Reinforcement learning, a class of machine learning techniques which has proven to be useful in recent AI research breakthroughs, lets machines learn through reward functions for a finite set of actions it can take in a given environment. This would serve as an interesting paradigm to devise a virtual environment in which learning language is made to be a multi-sensory game where the computer agent "plays" a human body and levels up every time it has learned a new class of rules (e.g. flowers, furniture, food up to abstract objects such as freedom and humanity) through correct sensory deduction.

The game will also need a "supervisor", akin to a parent for a child, to inform the player what the correct symbolic pattern is to label each environmental object at the beginning of each level.

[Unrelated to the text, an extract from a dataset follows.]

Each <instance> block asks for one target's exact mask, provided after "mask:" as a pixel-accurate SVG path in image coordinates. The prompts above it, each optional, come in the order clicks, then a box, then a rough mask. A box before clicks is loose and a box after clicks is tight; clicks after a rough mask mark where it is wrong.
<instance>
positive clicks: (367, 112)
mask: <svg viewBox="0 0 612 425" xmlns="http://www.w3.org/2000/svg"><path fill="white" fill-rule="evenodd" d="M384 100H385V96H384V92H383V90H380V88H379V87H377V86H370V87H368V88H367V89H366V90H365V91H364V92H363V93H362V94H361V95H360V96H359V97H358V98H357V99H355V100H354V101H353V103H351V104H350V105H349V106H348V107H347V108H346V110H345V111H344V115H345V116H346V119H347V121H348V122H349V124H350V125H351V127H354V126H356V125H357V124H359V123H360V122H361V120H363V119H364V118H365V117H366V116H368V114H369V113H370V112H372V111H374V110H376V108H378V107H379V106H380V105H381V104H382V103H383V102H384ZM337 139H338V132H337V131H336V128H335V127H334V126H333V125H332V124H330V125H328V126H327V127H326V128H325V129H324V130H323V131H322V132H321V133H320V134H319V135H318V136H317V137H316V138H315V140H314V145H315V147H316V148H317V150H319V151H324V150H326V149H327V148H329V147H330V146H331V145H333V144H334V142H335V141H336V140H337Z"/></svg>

This would make the game the ultimate semi-supervised reinforcement learning experiment to develop an artificial language acquisition device.

As a starting point, the range of actions it could take could be to manipulate objects in this space in all possible ways with each of the sensory modalities - e.g. to view, smell, hear, listen to, touch, grab, taste and crash the object it encounters.

The reward goal could be defined as "matching the correct sensory experience (how did the object look, sound, taste, smell and feel when interacting with it) to the appropriate rule (word, in sound and character pattern) to classify each object (noun), motion (verb), relation (adverb) and consequence (adjective) it encounters".

Gradually, as my hypothesis goes, this computer will learn language more like an actual biological human organism: by gaining a sensory-affective understanding of what objects in the world actually are like and what rules to use to interact about them.

After training in virtual environments comes testing with real humans

Once the machine has observed all possible objects, its actual natural language understanding needs to be tested with real humans. We can let it undergo the Turing test about any conversational topic and set an extremely stringent testing criterium to "no human interactors at all can differentiate the machine from the human". An additional way is to see if this machine can use language to generate sensible, authentic expressions. For instance, in the form of poetry, jokes or an essay on a phenomenon it recently observed.